Tablo 8 Ara Sınavda Deney ve Kontrol Grubu Öğrencilerinin Çalışma Yapılan Konuyla İlgili Soruları Doğru Cevaplama Oranları

Konu Deney Grubu Öğrencilerinin Başarı Oranları (%)

Kontrol Grubu Öğrencilerinin Başarı Oranları (%)

Compton Olayı 57,4 45,4

Öğrencilerin, çoktan seçmeli sorularla yapılan ara sınavda Compton olayı ile ilgili sorulara verdikleri toplam doğru cevap sayısı onların başarı kriteri olarak alınmıştır. Öğrencilerin sınav sonuçları karşılaştırıldığında, deney grubu öğrencilerinin öğrenme amaçlı yazma aktivitesi konusuyla ilgili sorulan soruları doğru cevaplama oranları kontrol grubu öğrencilerinin doğru cevaplama oranlarından daha yüksek olduğu görülür. Bu bulgular Compton olayı ile ilgili mektup yazan öğrencilerin yazmayanlardan daha başarılı olduklarını göstermektedir.

(15)

e) Öğrencilerin, Compton olayı ile ilgili yazdıkları öğrenme amaçlı yazma etkinliği (mektup) hakkında düşünceleri

Sontestle birlikte sorulan ek sorularda ve daha sonra yapılan görüşmelerde (açık uçlu duyarlaştırıcı görüşme) öğrenciler “Öğrenme amaçlı yazma aktivitesinin (mektubun) size sağladığı yararlar hakkında ne düşünüyorsunuz?” sorusuna göreceli cevaplar vermişlerdir. Görüşmelerde öğrencilerin ifadeleri, daha önce yazılı olarak belirttikleri düşünceleri, görüşleri doğrular nitelikte olduğu ve çok benzerlik gösterdiği görülmüştür.
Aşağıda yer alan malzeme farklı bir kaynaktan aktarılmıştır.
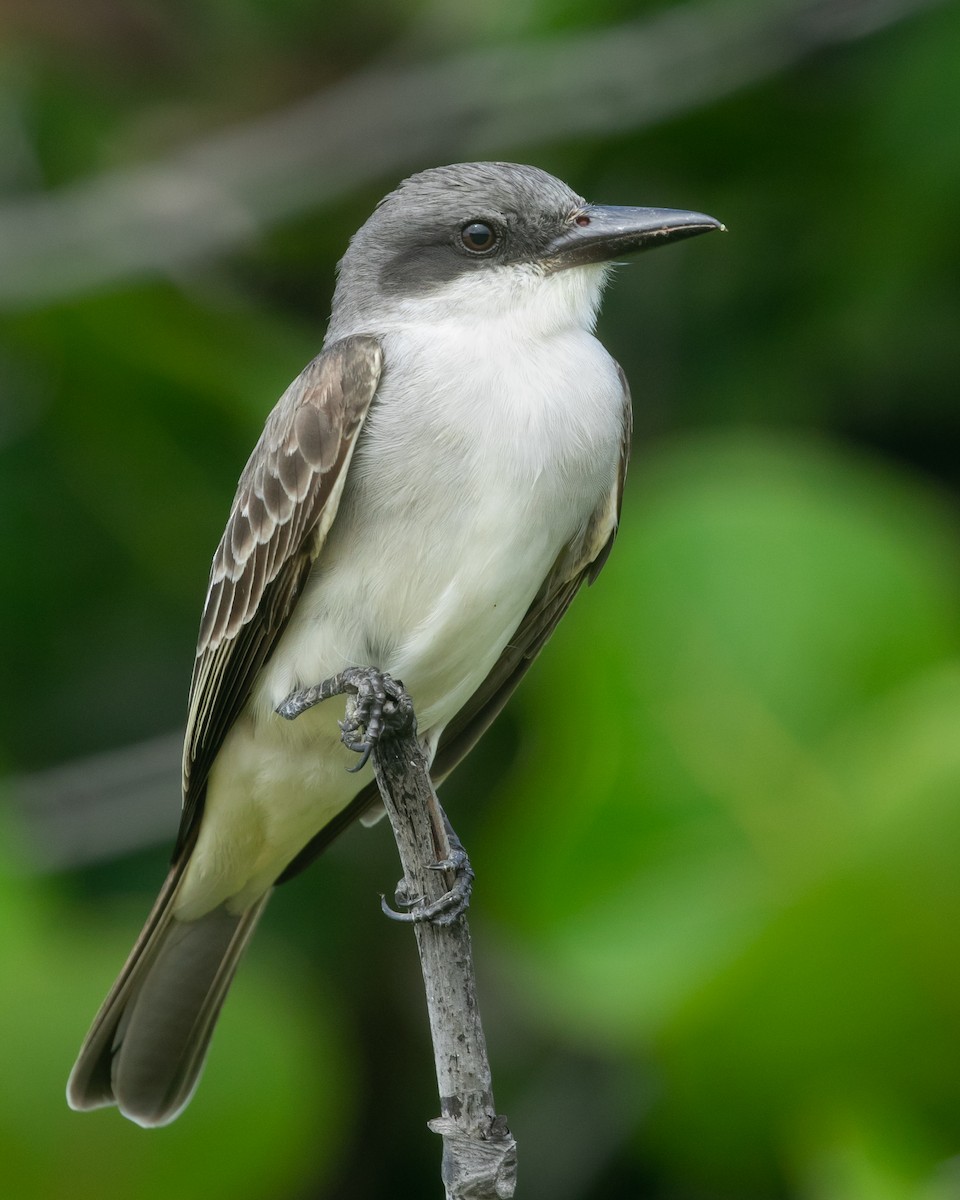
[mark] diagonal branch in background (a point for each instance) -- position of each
(219, 191)
(222, 191)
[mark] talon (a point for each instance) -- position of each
(365, 749)
(405, 917)
(448, 907)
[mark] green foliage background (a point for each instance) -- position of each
(717, 834)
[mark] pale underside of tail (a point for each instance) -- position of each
(147, 1047)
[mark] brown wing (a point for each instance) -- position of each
(580, 562)
(285, 504)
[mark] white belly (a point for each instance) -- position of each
(457, 505)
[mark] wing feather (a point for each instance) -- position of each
(286, 501)
(580, 562)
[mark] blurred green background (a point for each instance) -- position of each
(717, 833)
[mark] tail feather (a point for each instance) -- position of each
(147, 1045)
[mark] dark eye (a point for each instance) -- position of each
(478, 237)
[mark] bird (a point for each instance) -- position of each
(426, 498)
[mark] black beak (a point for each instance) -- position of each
(601, 232)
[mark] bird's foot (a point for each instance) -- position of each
(379, 702)
(453, 904)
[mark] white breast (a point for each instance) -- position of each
(487, 449)
(475, 468)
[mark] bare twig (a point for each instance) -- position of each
(221, 191)
(479, 1156)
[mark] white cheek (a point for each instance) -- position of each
(533, 301)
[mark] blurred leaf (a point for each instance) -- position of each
(735, 831)
(268, 1117)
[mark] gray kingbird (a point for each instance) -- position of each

Bu nedenle bu yazılı orijinal cevapların bir kısmı (olumlu-olumsuz) aşağıda verilmiştir.

Konuyu daha iyi anlamamı sağladı. Çok faydalı oldu.

Bu ödevin sağladığı yarar konuları somutlaştırarak anlatabilme yeteneği kazanmamda faydalı oldu.

Öğrencilerin konuya ilgisini çekmiş olabilir. Değişik bir anlatım türüydü. Bu mektubu yazarken bizimde daha iyi anlamamızı sağladığına inanıyorum.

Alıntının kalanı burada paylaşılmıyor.